You are viewing a plain text version of this content. The canonical link for it is here.
Posted to user@zookeeper.apache.org by mufc_fan <ra...@gmail.com> on 2014/08/18 07:55:06 UTC

zookeeper in hadoop

I am new to zookeeper and from the documentation I learnt that "zookeeper is
a sub-project of hadoop". so zookeeper must be used in hadoop.
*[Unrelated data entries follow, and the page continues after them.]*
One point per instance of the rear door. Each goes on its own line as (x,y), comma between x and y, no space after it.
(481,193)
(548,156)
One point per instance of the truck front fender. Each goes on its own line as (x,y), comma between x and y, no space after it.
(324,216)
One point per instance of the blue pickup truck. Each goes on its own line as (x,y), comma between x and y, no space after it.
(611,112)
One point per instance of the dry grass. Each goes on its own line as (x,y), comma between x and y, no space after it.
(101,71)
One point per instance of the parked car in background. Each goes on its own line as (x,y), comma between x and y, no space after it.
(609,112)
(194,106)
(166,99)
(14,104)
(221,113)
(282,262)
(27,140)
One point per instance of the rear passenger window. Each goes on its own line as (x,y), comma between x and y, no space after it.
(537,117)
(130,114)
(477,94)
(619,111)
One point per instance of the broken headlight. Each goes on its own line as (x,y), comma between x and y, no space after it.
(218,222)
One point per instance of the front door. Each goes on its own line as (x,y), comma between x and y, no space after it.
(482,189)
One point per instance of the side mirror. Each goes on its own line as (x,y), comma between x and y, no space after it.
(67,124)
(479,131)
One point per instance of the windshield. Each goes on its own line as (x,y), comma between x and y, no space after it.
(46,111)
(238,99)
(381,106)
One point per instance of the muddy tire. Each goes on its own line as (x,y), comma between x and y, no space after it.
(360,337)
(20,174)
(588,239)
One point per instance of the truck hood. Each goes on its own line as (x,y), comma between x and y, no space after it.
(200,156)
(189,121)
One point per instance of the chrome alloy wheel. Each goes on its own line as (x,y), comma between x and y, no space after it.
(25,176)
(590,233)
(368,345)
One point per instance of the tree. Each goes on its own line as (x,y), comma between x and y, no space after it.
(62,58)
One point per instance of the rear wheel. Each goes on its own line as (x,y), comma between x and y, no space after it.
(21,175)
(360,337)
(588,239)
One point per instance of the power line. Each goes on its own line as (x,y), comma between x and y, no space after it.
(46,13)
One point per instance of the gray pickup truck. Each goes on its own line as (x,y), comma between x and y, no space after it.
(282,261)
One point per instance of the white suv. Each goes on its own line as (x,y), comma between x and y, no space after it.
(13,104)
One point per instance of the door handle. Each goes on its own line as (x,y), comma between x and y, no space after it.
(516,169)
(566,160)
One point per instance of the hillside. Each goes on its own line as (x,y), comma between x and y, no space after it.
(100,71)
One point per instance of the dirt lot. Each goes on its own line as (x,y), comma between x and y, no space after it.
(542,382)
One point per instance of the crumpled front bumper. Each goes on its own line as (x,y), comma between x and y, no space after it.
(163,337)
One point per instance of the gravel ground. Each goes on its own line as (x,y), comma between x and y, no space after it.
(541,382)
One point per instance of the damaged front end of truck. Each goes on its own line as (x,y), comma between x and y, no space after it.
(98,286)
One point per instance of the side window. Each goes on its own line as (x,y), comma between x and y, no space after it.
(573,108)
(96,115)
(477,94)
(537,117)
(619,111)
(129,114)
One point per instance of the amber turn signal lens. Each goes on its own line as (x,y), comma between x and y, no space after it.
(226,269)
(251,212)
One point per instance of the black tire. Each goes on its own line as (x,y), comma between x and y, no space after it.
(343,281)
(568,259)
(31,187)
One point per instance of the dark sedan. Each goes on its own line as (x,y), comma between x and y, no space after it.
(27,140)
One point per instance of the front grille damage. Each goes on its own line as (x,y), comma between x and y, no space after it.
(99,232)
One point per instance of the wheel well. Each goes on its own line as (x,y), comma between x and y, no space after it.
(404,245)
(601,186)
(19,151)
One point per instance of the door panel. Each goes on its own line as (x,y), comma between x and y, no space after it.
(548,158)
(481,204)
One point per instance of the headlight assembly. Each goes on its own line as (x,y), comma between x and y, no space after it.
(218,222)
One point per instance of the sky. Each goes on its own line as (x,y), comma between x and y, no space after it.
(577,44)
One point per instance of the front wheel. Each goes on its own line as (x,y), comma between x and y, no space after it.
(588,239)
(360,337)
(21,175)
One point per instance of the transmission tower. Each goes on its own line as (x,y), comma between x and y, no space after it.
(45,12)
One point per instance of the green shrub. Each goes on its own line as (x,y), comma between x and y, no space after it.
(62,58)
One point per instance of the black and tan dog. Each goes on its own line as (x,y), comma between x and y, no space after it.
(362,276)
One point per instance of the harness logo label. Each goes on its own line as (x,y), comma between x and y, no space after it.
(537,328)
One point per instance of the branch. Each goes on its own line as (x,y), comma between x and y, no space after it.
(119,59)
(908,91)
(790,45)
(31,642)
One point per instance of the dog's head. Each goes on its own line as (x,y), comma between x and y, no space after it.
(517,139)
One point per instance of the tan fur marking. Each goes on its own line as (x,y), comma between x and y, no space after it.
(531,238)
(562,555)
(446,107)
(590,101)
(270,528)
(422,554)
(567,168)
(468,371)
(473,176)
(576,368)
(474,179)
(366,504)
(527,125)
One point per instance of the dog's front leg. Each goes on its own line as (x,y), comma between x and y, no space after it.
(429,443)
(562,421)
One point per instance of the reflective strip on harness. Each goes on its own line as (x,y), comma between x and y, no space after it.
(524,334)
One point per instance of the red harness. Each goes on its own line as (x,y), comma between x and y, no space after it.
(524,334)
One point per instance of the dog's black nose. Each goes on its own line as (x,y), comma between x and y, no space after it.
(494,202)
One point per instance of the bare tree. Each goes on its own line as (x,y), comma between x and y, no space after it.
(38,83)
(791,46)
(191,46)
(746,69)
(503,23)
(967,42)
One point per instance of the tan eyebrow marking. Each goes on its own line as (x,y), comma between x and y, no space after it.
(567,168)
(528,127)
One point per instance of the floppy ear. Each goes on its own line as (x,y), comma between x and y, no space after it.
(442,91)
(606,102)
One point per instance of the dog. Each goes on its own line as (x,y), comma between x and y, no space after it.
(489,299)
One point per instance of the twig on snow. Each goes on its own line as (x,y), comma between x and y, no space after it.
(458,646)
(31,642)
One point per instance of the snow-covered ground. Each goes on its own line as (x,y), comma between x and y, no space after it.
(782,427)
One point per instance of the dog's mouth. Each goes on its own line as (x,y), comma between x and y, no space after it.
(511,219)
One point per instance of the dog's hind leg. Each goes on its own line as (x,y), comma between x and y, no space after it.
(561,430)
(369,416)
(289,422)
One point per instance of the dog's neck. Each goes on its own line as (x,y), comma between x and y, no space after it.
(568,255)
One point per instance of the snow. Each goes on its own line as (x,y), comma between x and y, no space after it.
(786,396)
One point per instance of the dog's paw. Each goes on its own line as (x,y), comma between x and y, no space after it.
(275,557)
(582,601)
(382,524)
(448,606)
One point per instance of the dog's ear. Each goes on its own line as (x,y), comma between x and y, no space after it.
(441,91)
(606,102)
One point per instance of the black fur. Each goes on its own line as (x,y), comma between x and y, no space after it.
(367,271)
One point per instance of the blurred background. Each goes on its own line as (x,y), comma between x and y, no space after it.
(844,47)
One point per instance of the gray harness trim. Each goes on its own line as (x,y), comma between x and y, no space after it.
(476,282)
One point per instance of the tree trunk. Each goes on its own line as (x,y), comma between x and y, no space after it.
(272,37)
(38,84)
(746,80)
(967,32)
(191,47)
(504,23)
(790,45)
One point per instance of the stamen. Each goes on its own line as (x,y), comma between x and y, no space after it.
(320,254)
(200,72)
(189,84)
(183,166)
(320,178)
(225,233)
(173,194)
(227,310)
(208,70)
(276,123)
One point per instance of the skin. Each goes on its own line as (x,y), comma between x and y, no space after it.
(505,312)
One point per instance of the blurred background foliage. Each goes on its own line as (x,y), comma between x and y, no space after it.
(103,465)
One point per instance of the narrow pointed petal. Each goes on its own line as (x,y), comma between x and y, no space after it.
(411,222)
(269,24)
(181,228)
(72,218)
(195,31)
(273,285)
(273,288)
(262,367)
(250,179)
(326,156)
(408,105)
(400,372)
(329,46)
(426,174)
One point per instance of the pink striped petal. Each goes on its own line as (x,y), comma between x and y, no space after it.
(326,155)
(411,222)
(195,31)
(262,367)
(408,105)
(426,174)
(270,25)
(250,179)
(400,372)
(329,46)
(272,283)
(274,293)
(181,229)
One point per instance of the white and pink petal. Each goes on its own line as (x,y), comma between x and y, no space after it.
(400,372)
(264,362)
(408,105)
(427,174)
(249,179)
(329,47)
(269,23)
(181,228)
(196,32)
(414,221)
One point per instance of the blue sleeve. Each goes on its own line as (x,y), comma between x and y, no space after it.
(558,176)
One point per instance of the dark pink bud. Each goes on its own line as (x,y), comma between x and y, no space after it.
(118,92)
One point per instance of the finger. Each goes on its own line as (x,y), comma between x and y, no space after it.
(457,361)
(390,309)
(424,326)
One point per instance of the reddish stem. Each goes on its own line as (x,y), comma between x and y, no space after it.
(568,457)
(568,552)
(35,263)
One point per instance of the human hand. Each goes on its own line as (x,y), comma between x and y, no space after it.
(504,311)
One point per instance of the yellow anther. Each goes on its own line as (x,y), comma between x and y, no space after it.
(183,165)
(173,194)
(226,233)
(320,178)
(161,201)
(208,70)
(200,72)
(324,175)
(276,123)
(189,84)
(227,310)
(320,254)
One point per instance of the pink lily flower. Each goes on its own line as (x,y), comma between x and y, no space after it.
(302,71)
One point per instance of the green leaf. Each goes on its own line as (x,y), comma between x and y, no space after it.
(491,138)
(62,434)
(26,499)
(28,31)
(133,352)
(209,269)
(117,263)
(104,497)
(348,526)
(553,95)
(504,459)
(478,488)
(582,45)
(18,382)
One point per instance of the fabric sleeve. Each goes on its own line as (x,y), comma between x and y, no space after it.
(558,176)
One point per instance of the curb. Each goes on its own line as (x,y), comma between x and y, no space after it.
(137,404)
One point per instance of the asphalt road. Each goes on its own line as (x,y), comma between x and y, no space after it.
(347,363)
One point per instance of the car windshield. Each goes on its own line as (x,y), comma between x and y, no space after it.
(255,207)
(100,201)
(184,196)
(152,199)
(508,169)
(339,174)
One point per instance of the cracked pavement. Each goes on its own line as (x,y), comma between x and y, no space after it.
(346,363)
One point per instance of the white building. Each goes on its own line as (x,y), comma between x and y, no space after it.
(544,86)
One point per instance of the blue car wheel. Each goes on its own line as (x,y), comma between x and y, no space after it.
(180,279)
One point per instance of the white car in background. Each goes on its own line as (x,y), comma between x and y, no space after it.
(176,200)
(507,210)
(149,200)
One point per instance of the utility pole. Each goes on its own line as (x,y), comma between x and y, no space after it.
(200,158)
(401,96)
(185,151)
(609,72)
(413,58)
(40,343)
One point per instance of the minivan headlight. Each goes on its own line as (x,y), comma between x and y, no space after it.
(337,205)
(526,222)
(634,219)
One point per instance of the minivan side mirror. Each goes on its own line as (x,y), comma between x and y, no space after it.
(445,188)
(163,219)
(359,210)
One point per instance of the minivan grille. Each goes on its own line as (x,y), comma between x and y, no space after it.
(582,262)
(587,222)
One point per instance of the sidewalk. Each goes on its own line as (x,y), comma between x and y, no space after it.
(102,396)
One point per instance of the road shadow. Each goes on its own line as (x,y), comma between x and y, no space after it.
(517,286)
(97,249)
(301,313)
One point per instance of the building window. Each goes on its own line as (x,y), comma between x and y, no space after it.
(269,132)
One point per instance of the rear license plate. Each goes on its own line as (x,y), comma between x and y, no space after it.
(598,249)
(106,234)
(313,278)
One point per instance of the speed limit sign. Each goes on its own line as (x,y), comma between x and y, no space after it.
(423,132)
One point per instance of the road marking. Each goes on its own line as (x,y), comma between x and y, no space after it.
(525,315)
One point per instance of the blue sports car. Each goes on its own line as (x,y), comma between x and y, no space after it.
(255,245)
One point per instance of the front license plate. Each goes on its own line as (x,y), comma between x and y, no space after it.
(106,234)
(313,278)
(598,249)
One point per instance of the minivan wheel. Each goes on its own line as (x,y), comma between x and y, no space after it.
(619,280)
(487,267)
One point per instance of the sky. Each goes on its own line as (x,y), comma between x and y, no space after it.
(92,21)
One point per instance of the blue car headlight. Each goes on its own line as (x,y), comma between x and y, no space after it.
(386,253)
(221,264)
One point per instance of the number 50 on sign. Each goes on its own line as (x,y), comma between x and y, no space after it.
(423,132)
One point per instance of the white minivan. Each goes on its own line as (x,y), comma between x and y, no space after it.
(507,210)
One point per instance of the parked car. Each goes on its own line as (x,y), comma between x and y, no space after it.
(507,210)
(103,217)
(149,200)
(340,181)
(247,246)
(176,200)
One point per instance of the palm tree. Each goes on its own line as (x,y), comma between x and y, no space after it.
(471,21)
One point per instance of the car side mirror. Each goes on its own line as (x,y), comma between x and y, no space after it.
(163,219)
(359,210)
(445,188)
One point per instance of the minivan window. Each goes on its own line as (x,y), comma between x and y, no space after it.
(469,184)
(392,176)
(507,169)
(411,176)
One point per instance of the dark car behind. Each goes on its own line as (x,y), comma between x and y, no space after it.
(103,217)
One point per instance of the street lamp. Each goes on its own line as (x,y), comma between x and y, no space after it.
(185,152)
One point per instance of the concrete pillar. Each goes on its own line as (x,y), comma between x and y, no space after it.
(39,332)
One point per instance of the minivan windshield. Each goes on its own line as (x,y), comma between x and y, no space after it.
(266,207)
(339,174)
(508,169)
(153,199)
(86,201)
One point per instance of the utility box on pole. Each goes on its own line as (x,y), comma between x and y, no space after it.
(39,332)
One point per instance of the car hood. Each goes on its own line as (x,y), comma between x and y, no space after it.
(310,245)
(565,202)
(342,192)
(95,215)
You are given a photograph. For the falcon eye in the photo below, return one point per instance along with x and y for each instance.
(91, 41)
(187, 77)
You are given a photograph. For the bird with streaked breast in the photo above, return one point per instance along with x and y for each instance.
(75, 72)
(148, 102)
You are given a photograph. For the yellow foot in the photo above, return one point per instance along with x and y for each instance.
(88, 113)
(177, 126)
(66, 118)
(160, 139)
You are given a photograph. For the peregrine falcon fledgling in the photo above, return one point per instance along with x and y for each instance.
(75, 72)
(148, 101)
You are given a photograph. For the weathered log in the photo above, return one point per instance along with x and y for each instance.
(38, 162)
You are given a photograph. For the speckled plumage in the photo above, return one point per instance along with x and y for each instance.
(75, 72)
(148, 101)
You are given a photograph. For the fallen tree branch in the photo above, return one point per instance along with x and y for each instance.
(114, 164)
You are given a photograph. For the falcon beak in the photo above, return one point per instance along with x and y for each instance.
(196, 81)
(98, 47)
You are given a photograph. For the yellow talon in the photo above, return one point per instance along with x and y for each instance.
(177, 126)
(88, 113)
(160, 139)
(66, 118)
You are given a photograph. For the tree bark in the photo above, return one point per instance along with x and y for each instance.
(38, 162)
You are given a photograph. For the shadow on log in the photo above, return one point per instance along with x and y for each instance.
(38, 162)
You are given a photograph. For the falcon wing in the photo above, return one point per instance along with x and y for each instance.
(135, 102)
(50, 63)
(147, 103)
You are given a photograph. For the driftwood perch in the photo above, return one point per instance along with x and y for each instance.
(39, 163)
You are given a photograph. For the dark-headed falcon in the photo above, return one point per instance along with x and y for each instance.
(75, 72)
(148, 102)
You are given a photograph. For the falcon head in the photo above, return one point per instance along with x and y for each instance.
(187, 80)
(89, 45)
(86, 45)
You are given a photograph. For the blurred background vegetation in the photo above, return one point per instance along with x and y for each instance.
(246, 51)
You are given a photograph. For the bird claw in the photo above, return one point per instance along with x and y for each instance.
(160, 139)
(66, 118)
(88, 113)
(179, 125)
Can any one
share their knowledge how zookeeper is used in hadoop with simple example.



--
View this message in context: http://zookeeper-user.578899.n2.nabble.com/zookeeper-in-hadoop-tp7580179.html
Sent from the zookeeper-user mailing list archive at Nabble.com.

RE: zookeeper in hadoop

Posted by Rakesh R <ra...@huawei.com>.
>>>>>> what my doubt is from documentation if namenode maintains an persistent session and the created node will not be deleted and how will it trigger standby namenode"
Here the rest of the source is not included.